The pornographic camera is, for the most part, extremely myopic; it's sexual epistemologies are hermetically sealed and reduce sexuality and eroticism to a function of organs and anatomy, which is simply tragic and repulsive. I myself have several times had to undergo a "cleanse," a deliberate re-mapping of the erotic and sexual, in order to purge myself of these broken images and put back together the sort of mentality and desires that I want. This is hard. Re-mapping your own mind is a very hard thing to do. But it is very valuable and freeing.

I bring all this up because the writing of The Execution has in many ways been a cleanse. For those of you who have read some of my drafts, this may sound odd, given some of the novel's more unflinching episodes, several of which contain elements of sexual cruelty. But it's true, at least for me, the bewildered author. I think Christian literature, and I mean modern Christian literature, lacks a full confrontation with the erotic. It wasn't always like this. Dante certainly didn't avoid such a confrontation. Neither did Milton or Blake. For all three of them, the sexual and the erotic are major themes; and all three of them put the sexual and the erotic into an intelligible and, I think, valuable context (even if Blake's context was... idiosyncratic).
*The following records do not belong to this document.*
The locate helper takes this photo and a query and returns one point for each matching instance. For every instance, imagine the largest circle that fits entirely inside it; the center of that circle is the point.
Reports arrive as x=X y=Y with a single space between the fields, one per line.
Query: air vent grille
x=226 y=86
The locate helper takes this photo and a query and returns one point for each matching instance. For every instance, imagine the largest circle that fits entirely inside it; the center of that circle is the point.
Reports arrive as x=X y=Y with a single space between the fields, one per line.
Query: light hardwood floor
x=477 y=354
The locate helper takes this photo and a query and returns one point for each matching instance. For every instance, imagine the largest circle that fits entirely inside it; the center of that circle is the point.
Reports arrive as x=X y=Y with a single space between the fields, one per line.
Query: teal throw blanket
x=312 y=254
I am trying to do that as well. Of course, I'm no Dante, Milton, or Blake, and would never claim to be. But they are my models, my spiritual grandfathers, if you will. In a world where porn has, as keeps getting repeated, gone mainstream, I think it is important, and only going to become more important, to fight back in order to keep the pornographic camera from being the only hand shaping society's vision of the erotic.